And before you get your hopes up, I must disappoint you by saying that that is a genuine question of mine, as I am still in the process of learning myself. I have recently moved to Germany, I do not know that many people yet, and as my job does not involve speaking any German but it does take up most of my time, I have decided to take matters into my own hands, and find some German people to talk to. Now the easiest way to do this is to find a tandem partner, who will want to practice your native language (or another language you speak well) in return for help with theirs. You can easily find such people online: so far for German I have used and can recommend www.tandempartners.org and www.erstenachhilfe.de.
But finding a website where you can contact other people is not the hard part. It’s how to contact them, and how to react to being contacted, that can be problematic at times. And then there’s the “blind date“. So I will talk a bit about both.
First of all, when you create your profile, you should really be careful. You do not have to say much about yourself, other than what languages you seek and which languages you offer – however, you might want to specify what kind of tandem you are looking for. If you are like me, looking for young people to hang out with and have fun while practicing the language, you should say so. Otherwise you will be contacted by all the wrong people – people way out of your preferred age range, people who think they are on a dating site, and people who want to do Skype learning – which I’m personally not too interested in. And while you can easily ignore emails, or write polite refusals, I recommend you do not put your phone number on Erstenachhilfe for example, otherwise you can be called by just about any premium user, and then it can get awkward (especially if you have a hard time saying no to nice people who just do not happen to fit your criteria, you might find yourself in an uncomfortable situation…)

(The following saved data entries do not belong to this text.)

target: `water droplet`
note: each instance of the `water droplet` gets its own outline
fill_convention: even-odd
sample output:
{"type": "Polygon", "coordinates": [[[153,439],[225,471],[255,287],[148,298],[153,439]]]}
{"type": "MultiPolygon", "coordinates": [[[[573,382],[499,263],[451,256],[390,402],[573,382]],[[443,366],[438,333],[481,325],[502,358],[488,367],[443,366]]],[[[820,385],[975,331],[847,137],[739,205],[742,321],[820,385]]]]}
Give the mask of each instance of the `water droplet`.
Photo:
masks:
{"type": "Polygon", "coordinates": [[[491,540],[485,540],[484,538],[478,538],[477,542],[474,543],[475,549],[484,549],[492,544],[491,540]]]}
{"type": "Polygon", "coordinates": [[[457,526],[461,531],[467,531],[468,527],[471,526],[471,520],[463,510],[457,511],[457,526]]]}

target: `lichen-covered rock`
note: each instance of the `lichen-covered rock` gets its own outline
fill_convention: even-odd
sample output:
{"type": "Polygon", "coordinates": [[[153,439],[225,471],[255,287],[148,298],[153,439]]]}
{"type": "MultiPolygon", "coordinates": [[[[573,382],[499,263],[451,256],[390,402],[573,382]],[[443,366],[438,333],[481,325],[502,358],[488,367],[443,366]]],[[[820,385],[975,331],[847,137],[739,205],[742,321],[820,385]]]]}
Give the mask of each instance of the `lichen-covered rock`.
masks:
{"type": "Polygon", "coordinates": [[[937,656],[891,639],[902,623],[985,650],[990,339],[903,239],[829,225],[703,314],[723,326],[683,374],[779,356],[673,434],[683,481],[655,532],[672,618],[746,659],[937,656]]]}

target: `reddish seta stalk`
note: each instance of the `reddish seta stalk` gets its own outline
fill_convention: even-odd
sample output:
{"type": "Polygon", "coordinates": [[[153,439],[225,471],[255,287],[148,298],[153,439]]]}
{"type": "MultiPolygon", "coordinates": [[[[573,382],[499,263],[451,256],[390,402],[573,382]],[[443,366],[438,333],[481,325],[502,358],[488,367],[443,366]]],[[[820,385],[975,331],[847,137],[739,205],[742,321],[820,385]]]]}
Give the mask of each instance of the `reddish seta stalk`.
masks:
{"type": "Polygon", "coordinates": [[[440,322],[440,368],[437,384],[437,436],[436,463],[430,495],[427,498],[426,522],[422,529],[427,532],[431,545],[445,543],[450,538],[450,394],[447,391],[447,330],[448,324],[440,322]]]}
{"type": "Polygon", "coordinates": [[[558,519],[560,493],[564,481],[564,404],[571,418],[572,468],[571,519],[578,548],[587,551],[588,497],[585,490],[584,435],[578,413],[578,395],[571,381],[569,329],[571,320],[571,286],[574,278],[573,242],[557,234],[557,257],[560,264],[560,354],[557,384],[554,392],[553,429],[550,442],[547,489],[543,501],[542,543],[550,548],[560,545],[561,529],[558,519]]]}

Now to the meeting. Well, it’s always a bit weird, meeting a complete stranger, but I happen to be one of those people who enjoy it. Of course it’s better if you get to take a look at their Facebook profile first (on these tandem sites you can only see a teeny-tiny image of the user) and exchange a few messages before the date, but it will still be a bit awkward. But I don’t mind, because the way I look at these meetings is, you either find a new potential friend, or if you don’t really like each other, you just call it a day. What I find frustrating, however, is that some people consider your willingness to meet them as a quasy contract for a weekly language exchange. As far as I’m concerned, if you need a scheduled appointment, pay for language courses. I do not want to be feel pressured into hanging out, regardless of the language benefits of such an arrangement. Remember, learning a language should be fun, and so should you tandem!